For eons, women have believed the golden number for weight loss was 1200. By consuming only 1200 calories a day, dropping those extra kilograms was guaranteed.
But Travelling Dietitian Kara Landau told Daily Mail Australia that information is completely wrong - and will actually do more harm than good.
The Melbourne based accredited practicing dietitian says restricting calories so intensely can often have a negative effect on your health, and any weight actually lost would soon return.
Landau says as many diet products are low in calories but equally as low in nutrients, it's difficult to stay full, which can result in overeating.
'Only 1200 calories doesn’t leave you with a great volume of food in terms of dietary variety and feeling full,' she explained.

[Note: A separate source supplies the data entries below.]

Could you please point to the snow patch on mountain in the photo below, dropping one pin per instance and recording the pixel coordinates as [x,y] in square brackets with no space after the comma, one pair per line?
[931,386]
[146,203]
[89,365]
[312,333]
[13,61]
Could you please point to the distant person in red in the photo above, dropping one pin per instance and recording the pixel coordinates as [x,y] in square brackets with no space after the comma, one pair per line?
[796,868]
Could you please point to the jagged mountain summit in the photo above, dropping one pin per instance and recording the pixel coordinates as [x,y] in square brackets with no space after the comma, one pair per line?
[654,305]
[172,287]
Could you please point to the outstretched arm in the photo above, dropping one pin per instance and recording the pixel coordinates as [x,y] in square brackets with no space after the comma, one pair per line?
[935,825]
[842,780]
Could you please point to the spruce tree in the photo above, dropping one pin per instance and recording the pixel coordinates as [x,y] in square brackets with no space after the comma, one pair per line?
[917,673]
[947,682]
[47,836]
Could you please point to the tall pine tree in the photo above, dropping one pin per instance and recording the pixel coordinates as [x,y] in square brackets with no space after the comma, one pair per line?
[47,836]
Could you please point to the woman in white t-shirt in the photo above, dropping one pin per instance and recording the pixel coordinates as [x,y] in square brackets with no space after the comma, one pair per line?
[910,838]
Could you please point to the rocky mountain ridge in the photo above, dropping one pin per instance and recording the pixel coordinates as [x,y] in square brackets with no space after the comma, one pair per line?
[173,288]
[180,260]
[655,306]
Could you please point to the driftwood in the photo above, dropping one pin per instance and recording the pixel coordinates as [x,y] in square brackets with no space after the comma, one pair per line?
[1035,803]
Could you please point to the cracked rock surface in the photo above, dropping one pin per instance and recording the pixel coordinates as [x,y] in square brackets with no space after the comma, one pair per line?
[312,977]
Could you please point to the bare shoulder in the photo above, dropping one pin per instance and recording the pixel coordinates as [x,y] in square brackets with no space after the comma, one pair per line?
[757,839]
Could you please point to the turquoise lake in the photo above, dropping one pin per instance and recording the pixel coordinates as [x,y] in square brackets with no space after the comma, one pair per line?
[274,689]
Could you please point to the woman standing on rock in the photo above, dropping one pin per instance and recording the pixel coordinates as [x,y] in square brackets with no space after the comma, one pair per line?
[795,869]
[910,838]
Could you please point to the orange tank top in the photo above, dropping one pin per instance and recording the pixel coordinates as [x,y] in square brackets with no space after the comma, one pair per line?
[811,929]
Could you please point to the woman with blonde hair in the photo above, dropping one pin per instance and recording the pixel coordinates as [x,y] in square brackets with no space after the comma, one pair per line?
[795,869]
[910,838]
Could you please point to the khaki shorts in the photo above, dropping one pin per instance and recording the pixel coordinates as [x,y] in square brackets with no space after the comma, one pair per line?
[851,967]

'But it’s about what you fill them with. You’ll see a lot of diet products which are calorie controlled but devoid of nutrients.
'There is no protein, probiotics, fibre, vitamins or minerals in these foods.
'Those nutrients will help with energy levels, concentration and help ward off hunger and craving which helps you stick to your diet.'
Even more beneficially, following a diet rich in nutrients and throwing the calorie counting app out the window generally gives you more energy, which helps with maintaining an exercise regime - further encouraging weight loss.
Landau says because nutritious food keeps you fuller for longer as a rule, the risk of overeating is significantly lessened.
It's more than your waistline that will thank you for putting a bit more on your plate.
According to the dietitian, a lack of energy and nutrients can effect your circulation and even your chances of having a baby.
'If your calories are being restricted so much, you’re likely not to get a lot of the nutrients you need, which can put you at risk of reduced fertility,' she explained.
'Healthy fats are required for hormone production, and they're often cut out in the bid to stay under 1200 calories.